Após 34 dias, Mesa vai analisar representação contra Argello

Suplente de Roriz é acusado de desvio no BRB; reunião demorou a ser convocada pelo presidente do Senado

O Estadao de S.Paulo

07 de agosto de 2021 | 00h00

A Mesa Diretora do Senado reúne-se hoje à tarde para examinar a representação do PSOL contra o senador Gim Argello (PTB-DF), 34 dias depois de o partido acusá-lo de quebra de decoro parlamentar. A demora se deu pois somente agora o presidente do Senado, Renan Calheiros (PMDB-AL), decidiu convocar seus colegas da Mesa para examinar a denúncia. Argello assumiu o mandato no dia 17 de julho, após a renúncia do titular da vaga, Joaquim Roriz (PMDB-DF).
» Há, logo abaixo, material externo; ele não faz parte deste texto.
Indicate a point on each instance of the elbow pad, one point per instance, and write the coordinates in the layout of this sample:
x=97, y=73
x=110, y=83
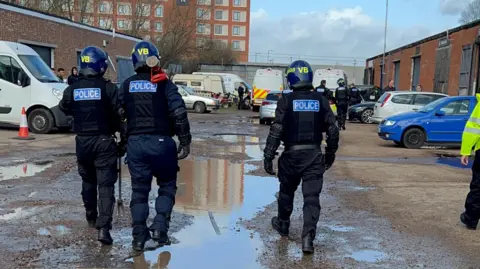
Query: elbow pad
x=182, y=126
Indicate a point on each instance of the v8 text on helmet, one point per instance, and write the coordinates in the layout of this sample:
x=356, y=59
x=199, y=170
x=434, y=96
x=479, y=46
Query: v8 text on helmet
x=299, y=75
x=93, y=61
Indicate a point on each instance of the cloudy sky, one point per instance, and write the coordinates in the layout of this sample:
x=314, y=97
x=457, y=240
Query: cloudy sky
x=332, y=31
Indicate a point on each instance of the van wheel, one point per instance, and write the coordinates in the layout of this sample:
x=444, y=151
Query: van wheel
x=199, y=107
x=413, y=138
x=40, y=121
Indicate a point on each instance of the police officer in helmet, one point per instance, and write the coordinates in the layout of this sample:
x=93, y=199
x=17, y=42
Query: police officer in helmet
x=154, y=112
x=92, y=101
x=300, y=119
x=341, y=100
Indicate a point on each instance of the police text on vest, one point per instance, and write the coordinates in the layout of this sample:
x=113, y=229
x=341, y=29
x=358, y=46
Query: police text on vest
x=87, y=94
x=306, y=106
x=142, y=86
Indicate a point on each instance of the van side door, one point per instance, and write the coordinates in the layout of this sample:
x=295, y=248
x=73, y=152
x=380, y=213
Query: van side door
x=13, y=96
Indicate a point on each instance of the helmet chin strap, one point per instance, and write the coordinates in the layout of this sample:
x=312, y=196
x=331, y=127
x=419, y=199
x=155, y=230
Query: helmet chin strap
x=156, y=73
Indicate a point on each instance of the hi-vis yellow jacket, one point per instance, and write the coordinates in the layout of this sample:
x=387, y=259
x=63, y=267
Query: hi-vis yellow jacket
x=471, y=133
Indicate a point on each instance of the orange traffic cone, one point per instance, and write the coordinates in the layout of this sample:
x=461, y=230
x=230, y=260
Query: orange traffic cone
x=23, y=131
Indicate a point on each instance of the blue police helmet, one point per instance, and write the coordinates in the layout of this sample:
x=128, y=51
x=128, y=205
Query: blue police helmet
x=93, y=61
x=141, y=52
x=300, y=75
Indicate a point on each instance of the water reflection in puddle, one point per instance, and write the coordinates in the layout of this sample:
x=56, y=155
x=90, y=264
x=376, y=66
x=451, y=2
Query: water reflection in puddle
x=218, y=194
x=22, y=170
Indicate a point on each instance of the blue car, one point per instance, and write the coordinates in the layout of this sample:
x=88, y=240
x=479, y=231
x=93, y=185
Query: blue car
x=440, y=122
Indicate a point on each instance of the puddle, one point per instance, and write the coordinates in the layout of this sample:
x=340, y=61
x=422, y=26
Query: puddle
x=368, y=256
x=23, y=170
x=56, y=230
x=218, y=195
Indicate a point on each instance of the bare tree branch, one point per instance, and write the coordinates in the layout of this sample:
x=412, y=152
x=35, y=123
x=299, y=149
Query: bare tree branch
x=470, y=13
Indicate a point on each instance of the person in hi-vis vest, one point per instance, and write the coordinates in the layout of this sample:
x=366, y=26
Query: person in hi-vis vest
x=471, y=140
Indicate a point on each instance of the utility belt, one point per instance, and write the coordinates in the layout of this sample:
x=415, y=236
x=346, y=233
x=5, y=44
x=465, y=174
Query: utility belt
x=303, y=146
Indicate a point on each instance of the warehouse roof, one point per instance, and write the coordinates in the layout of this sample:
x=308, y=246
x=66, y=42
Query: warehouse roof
x=430, y=38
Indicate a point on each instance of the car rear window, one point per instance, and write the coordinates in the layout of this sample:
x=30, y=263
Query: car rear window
x=273, y=96
x=404, y=99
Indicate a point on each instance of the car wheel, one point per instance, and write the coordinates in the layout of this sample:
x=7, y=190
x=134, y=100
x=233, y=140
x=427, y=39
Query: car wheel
x=413, y=138
x=199, y=107
x=366, y=116
x=40, y=121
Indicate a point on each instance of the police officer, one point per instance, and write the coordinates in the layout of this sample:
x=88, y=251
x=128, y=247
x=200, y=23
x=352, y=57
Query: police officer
x=354, y=94
x=300, y=119
x=341, y=100
x=154, y=112
x=92, y=100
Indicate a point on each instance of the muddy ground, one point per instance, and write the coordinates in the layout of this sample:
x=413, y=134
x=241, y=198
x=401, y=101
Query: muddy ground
x=382, y=206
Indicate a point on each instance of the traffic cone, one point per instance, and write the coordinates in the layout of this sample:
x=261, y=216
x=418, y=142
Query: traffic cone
x=23, y=131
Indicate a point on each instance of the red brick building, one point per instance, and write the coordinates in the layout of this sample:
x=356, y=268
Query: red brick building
x=225, y=20
x=59, y=41
x=447, y=62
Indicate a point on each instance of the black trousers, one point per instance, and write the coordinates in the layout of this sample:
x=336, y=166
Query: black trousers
x=472, y=203
x=304, y=166
x=97, y=165
x=342, y=113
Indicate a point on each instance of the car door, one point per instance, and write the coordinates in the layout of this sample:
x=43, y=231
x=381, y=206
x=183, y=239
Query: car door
x=449, y=128
x=401, y=103
x=12, y=96
x=423, y=99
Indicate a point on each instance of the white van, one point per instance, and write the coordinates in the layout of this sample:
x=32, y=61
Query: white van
x=27, y=81
x=330, y=76
x=265, y=80
x=202, y=84
x=231, y=81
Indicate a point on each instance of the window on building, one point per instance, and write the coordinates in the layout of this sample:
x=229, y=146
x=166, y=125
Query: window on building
x=236, y=45
x=236, y=16
x=9, y=69
x=158, y=26
x=122, y=9
x=236, y=30
x=219, y=15
x=121, y=24
x=218, y=29
x=201, y=28
x=103, y=7
x=159, y=11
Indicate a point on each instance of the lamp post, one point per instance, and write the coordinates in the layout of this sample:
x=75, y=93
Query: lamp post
x=384, y=44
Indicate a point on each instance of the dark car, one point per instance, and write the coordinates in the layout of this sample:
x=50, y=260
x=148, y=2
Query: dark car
x=362, y=112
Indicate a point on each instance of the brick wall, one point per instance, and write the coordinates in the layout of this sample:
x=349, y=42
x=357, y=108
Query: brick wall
x=427, y=63
x=68, y=39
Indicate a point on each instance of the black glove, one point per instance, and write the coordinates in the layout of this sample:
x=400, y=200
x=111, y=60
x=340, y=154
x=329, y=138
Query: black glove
x=183, y=151
x=268, y=166
x=122, y=148
x=329, y=159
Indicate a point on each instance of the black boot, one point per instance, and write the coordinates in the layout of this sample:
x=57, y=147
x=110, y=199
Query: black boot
x=472, y=225
x=104, y=236
x=307, y=243
x=160, y=237
x=281, y=226
x=139, y=241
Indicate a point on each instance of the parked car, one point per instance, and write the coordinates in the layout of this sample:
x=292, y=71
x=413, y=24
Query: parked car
x=439, y=122
x=362, y=112
x=268, y=106
x=392, y=103
x=198, y=103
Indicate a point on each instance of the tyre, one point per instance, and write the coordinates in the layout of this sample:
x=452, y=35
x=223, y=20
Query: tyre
x=414, y=138
x=366, y=116
x=199, y=107
x=40, y=121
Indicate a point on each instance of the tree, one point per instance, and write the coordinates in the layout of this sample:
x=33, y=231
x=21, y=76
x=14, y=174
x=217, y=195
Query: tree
x=470, y=13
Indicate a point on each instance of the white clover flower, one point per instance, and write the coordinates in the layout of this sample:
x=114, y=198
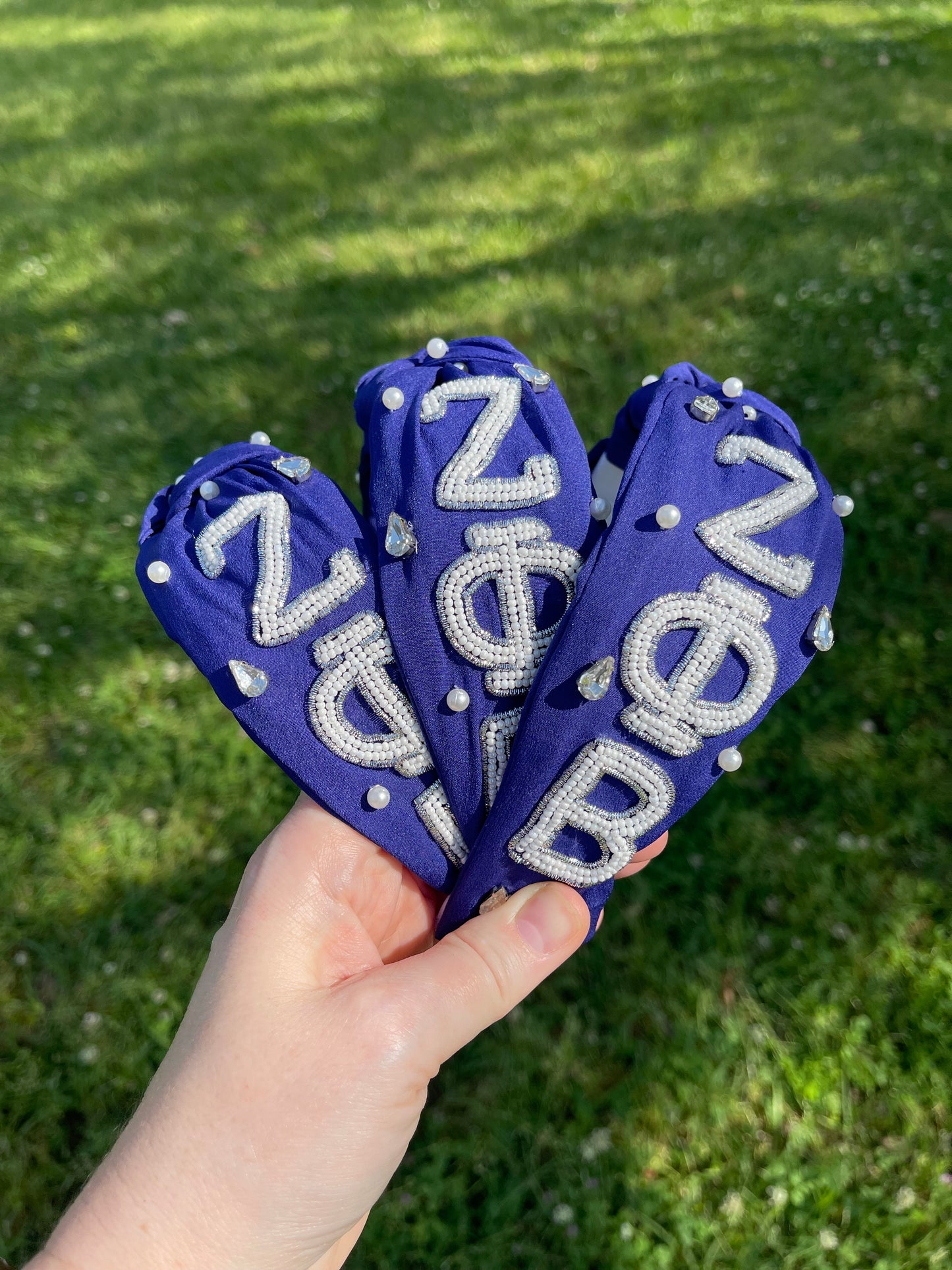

Ambos são acusados pela Polícia Civil de envolvimento no esquema de desvio de recursos do Banco de Brasília (BRB). Roriz renunciou para evitar um processo de cassação do seu mandato, no qual, se fosse condenado, poderia perder seus direitos políticos até 2022.Argello vem tentando se aproximar de outros senadores, mas sem muito sucesso. O parlamentar afirma que é inocente e vai se defender. Os diretórios regionais do PT, PC do B, PPS, PSB e PDT pediram ao corregedor do Senado, Romeu Tuma (DEM-SP), que apure contra Argello "possível quebra de decoro parlamentar associada a crimes de sonegação fiscal, enriquecimento ilícito e desvio de dinheiro público". Tuma se encontra hoje com os encarregados do inquérito da Operação Aquarela, que revelou o esquema no BRB, para pedir dados sobre a suposta participação de Argello. Dois pareceres da Casa tratam do caso Argello. Um deles, o da Consultoria Legislativa, diz que os desfalques no BRB ocorreram quando ele já tinha recebido o diploma de suplente de senador. Já o parecer do advogado-geral do Senado, Alberto Cascais, afirma que Argello não pode ser processado porque era suplente à época da fraude contra o banco. Cascais manda arquivar a representação, assim como fez com as três denúncias contra Renan. Seus pareceres têm sido ignorados pela Mesa Diretora.